Conclusion and Apple Assistant
If the rumors are true then we will see the public launch of iCloud and iOS 5 round about the mid of October. Getting a GM build of iOS 5 one or two weeks before that (read: TODAY) is highly likely, especially sonce there was no BETA build for a month now.
There is another prospect that excites me besides all the great new iCloud features: Apple Assistant.
If Apple is putting something like this into iOS then most definitely we will also be getting an API for it. It is rumored that the iPhone 5 will have sufficient hardware specs to run the voice recognition on the device, but this might not be coming this year.
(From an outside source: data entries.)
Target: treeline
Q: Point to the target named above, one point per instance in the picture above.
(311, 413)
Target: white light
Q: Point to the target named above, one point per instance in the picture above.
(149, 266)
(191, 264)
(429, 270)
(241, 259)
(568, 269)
Most likely there will be a fall back mechanism for older devices to also be able to use Assistant: over iCloud. iPhone 4’s voice commands will be enhanced to do morre complex voice recognition on the iCloud servers, similar to how Google is doing it in Android. iPhone 5 will then be able to short cut the recognition on the phone hardware. But with a good 3G or WiFi connection you probably won’t notice the difference.
I imagine we just have to add a couple of new delegate methods into our apps to allow interaction with the Assistant API. The more such enabled apps you have the smarter your assistent will get. A large eco-system of Assistant-enabled apps right on your device might be the most fascinating prospect of iOS 5.
Get the snacks ready for an awesome iOS 5 launch party.
Great writeup! I’d just add that storyboarding and improved core data threading is reason enough for wanting to drop iOS 4 support! 😉 iOS 5 is a very exciting release, and I think we’ll have a great evening, and a very nice discussion once the NDA is lifted and we can all discuss our favorite parts. 🙂
Yes, we’ve had this request to move magazine content into caches folder. I’d like to know under what circumstances will iOS delete cache data? My concern is that our app believes that a magazine is available, but that the resources are incomplete. Suspect that we’ll need to start using bundles?
iOS does not delete anything by itself.